Night 4 Writing Tip

Today’s post comes from Kurtis Scaletta, author of Mudville, published in 2009 by Knopf Books for Young Readers. His second novel, Mamba Point, will be published in 2010, and his third novel, Wake, ME, will be published in 2011. Find out more about Kurtis and his books at http://www.kurtisscaletta.com.

 

The Long View


If I had to distill my advice for emerging writers to a single sentence, it would be: take the long view.

 

Take the long view of your career

 

In my 20s and early 30s I went running sometimes. I was never a runner, though. I know a lot of runners, and they just do the whole running thing on a different level. They run every day, no matter what the weather or their mood. They know all the science about running — the proper way to stretch and warm up, what their heart rate should be at any point in a run, when and what they should eat, and a bunch of other stuff I find boring.

 

I thought I might like to run a marathon, some day, but the plain truth of it is that I liked the idea of boasting about having run a marathon, but didn’t really want to become a runner, and that’s what you have to do first. You have to take a long view of yourself as a runner. It’s a lifestyle decision, and I wasn’t up to it. I know now I’ll never run a marathon. That’s fine. I’m not a bucket list guy with a bunch of stuff I want to do just to have done it. I have also realized at various times in my life that I am not a musician, an artist, a golfer, a poet, or a practitioner of yoga.

 

I am a writer, though. I have always had a long view of myself as a writer, and went through many years of writing classes and workshops, critique groups, reading books about writing and publishing, and writing every day, completing four unpublishable manuscripts before the first made its way into print.
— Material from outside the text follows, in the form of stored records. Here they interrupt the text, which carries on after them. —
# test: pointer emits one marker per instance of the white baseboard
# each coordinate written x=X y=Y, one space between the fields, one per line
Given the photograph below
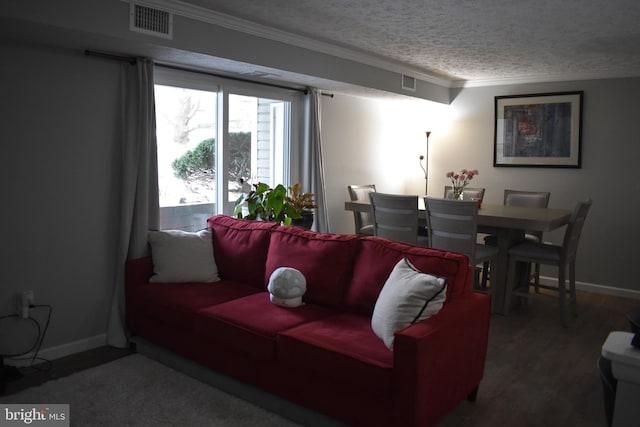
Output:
x=63 y=350
x=596 y=289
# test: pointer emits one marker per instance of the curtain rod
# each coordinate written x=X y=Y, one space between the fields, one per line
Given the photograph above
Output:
x=132 y=60
x=223 y=76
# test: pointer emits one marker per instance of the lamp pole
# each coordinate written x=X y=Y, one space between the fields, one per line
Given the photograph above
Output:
x=425 y=168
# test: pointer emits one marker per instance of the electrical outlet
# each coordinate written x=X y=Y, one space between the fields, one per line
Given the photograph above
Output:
x=27 y=300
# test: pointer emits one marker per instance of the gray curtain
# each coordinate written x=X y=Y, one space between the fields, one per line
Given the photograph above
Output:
x=139 y=209
x=311 y=159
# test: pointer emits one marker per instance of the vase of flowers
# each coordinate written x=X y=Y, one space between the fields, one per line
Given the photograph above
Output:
x=459 y=180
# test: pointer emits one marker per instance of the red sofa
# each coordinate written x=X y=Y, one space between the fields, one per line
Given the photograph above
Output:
x=324 y=354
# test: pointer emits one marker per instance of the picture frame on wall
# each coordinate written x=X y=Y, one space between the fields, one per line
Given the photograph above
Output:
x=538 y=130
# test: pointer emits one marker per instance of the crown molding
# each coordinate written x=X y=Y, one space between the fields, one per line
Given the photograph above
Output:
x=198 y=13
x=545 y=78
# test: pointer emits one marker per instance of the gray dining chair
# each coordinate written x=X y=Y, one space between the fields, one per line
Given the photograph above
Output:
x=533 y=199
x=562 y=256
x=452 y=225
x=395 y=217
x=467 y=194
x=363 y=220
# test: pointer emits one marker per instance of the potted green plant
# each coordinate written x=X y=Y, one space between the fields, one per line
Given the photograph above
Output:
x=303 y=204
x=264 y=203
x=280 y=204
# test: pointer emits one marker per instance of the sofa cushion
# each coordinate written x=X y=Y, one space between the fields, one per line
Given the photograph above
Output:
x=238 y=243
x=177 y=303
x=407 y=297
x=377 y=257
x=342 y=347
x=326 y=261
x=251 y=324
x=182 y=256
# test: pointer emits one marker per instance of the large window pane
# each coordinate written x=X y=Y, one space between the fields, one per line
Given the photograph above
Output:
x=186 y=131
x=257 y=140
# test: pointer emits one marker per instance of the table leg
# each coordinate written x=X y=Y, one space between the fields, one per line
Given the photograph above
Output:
x=506 y=238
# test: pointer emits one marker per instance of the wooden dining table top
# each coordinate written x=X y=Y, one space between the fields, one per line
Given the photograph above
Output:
x=498 y=216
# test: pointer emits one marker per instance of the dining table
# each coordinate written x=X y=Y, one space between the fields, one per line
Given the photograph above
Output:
x=509 y=224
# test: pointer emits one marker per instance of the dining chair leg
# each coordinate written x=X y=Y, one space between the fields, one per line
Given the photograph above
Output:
x=572 y=288
x=536 y=277
x=485 y=274
x=512 y=283
x=562 y=295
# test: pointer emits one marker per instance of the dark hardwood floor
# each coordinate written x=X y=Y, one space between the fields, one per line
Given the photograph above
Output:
x=537 y=372
x=541 y=374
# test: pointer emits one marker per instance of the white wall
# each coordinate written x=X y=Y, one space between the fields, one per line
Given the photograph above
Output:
x=373 y=142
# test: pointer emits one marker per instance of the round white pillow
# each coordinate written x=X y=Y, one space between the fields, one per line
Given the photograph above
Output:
x=287 y=285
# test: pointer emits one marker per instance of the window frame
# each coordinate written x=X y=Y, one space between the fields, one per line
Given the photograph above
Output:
x=224 y=88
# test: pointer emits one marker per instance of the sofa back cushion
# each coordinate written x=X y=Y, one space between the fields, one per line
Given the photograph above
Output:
x=377 y=257
x=240 y=248
x=326 y=260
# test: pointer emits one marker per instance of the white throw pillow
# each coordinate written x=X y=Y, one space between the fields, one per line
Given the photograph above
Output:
x=407 y=297
x=181 y=256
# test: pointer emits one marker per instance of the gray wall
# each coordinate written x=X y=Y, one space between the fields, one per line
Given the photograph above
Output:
x=59 y=176
x=356 y=132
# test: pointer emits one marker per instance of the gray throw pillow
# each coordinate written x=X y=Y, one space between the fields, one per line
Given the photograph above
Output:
x=181 y=256
x=407 y=297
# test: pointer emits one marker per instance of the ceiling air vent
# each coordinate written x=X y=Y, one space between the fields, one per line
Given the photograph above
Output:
x=151 y=21
x=408 y=83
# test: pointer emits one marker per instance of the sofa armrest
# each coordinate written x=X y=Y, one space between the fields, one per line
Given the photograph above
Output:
x=440 y=361
x=137 y=272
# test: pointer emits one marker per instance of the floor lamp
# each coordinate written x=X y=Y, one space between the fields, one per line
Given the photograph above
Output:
x=425 y=168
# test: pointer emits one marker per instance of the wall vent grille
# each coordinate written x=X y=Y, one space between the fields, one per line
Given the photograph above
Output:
x=151 y=21
x=408 y=83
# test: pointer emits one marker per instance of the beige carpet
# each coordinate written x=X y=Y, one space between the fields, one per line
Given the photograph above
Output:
x=138 y=391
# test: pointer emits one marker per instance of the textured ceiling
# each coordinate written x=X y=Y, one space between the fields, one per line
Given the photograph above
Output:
x=467 y=40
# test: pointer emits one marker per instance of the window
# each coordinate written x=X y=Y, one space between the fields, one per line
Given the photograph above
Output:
x=207 y=125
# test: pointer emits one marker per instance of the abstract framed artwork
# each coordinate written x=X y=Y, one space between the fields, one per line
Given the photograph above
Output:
x=538 y=130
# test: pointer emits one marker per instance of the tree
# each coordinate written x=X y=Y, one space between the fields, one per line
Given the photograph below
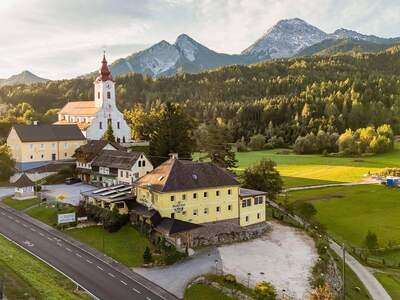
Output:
x=147 y=256
x=215 y=143
x=371 y=241
x=7 y=163
x=264 y=177
x=173 y=133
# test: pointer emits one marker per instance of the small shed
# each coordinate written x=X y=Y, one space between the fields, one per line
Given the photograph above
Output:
x=24 y=188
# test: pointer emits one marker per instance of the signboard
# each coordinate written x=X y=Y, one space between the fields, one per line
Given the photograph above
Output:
x=66 y=218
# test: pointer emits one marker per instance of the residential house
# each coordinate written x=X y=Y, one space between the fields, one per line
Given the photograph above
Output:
x=35 y=145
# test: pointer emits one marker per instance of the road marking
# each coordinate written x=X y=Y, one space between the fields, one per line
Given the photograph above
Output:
x=123 y=282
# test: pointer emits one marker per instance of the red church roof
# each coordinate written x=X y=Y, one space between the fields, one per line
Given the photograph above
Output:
x=104 y=72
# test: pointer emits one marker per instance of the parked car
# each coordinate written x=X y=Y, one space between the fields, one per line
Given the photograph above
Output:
x=72 y=180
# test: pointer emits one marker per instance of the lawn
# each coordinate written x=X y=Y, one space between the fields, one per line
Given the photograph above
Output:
x=203 y=292
x=349 y=212
x=126 y=246
x=391 y=283
x=304 y=170
x=21 y=204
x=47 y=213
x=26 y=277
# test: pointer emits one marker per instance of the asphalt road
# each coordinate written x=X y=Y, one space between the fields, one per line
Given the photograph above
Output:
x=94 y=275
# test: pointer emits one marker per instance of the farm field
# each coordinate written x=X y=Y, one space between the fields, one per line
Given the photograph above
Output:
x=304 y=170
x=349 y=212
x=26 y=277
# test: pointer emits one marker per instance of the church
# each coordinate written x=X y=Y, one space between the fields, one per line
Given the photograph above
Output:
x=94 y=117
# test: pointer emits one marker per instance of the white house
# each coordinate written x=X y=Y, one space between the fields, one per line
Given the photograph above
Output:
x=93 y=117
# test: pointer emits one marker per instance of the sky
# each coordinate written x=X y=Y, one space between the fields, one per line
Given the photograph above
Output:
x=58 y=39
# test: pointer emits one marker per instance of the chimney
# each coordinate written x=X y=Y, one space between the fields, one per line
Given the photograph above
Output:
x=173 y=155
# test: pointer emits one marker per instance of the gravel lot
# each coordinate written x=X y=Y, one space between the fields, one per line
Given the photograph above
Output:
x=283 y=257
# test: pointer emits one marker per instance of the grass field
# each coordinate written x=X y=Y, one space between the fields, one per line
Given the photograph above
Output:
x=21 y=204
x=391 y=283
x=25 y=277
x=349 y=212
x=204 y=292
x=47 y=213
x=126 y=246
x=304 y=170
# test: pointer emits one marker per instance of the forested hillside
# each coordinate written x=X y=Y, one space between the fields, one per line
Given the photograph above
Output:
x=285 y=98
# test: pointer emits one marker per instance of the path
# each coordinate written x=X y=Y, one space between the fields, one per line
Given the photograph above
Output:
x=373 y=286
x=321 y=186
x=98 y=274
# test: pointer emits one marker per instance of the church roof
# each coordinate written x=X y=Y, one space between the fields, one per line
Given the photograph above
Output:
x=80 y=108
x=104 y=72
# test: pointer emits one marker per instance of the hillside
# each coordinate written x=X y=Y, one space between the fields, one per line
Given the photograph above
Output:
x=284 y=98
x=332 y=46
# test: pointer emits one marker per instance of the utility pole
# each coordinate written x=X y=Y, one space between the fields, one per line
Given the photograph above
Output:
x=344 y=271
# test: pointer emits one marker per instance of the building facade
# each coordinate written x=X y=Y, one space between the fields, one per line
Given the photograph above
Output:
x=33 y=146
x=94 y=117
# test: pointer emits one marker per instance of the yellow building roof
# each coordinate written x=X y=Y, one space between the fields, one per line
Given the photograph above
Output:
x=80 y=108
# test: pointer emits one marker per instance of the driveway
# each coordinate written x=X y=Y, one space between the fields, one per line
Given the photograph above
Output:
x=283 y=257
x=72 y=193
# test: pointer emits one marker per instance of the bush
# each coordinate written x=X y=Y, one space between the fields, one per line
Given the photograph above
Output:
x=265 y=291
x=257 y=142
x=147 y=257
x=230 y=278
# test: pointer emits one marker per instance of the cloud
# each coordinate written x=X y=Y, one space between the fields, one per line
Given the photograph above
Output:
x=65 y=38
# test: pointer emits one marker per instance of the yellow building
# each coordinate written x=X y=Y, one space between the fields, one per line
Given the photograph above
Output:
x=196 y=192
x=36 y=145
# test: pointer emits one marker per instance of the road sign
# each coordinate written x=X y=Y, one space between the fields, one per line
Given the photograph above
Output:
x=66 y=218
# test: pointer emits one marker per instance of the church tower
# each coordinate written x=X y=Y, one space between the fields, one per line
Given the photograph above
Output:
x=104 y=87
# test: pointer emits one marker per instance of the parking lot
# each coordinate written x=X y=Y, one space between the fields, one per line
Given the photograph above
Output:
x=70 y=193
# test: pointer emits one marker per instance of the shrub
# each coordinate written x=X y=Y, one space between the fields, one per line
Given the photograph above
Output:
x=265 y=291
x=230 y=278
x=147 y=257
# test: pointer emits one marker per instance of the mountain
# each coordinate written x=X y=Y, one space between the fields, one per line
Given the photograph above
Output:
x=24 y=77
x=286 y=39
x=332 y=46
x=185 y=55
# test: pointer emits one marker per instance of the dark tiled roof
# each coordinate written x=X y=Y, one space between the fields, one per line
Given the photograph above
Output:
x=116 y=159
x=47 y=133
x=248 y=192
x=92 y=148
x=171 y=226
x=179 y=175
x=23 y=181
So when people ask me how I got a book published, I find myself explaining that I was a writer first. I didn’t just knock off a book over a long weekend and win the slush pile lottery. I’ve been doing this stuff since I was six years old.

 

And I still have a lot to learn. I may have sold a book or three, but I still read other books and realize I have a long way to go. It’s not about just straggling along the finish line once and saying, “There, I did it. I ran a marathon.” I want to keep doing this, and keep achieving a new personal best.

 

Take the long view of your role in the industry

 

Most agents and editors aren’t looking for a one-off. They’re looking for a LTR, as they say in the personal ads. I think it’s easy for new writers to jump at any opportunity to get a bit closer to publication, but since I’ve now known my agent for three years and my editor for two and a half years, I can really appreciate how important it is to have smart, thoughtful people who are also taking the long view of my career as a writer. It’s a serious commitment for everyone, and you all need to be ready for the long haul. Think of the relationship beginning with your query letter, not with an offer.

 

Take the long view of your current project

 

If you’re lucky, you might see your first novel in print three years after you start writing it. For me, it was five years. Book publishing is a slow business. We live in the age of NaNoWriMo and instant web publishing, and blogs that turn into book deals within months, but most books take a year or more to write and up to two years to publish after the manuscript is done. So even though it’s exciting to have books out on submission, knowing that any minute now the phone might ring with exciting (even life-changing news), there’s really no hurry. There’s always time for another round of revisions, or for a little research to tighten up some stuff you faked your way through on the first draft. I’m really glad I gave Mudville that second summer of revisions, that I stopped to research things that felt unimportant when I was storming through that first draft (like how to rebuild a baseball field) and that my agent then put me through another winter of edits before she started shopping the book around. Now that it’s out, it doesn’t feel like the waiting was that hard, and it was definitely worth it.

 

On a similar note, take a long view of your book. It might be in print for fifty years or more. A few months, even another year, will not make a difference. And don’t worry about what the current trends are, either. Did E.B. White worry about whether pig fiction was big in 1952? Was Dr. Seuss convinced that rhymed stories about meddlesome cats were all the rage with six year olds five years later? Write as if your book will be around for generations, outlasting the trends. Maybe it will, and maybe it won’t, but it’s more likely to if you take the long view.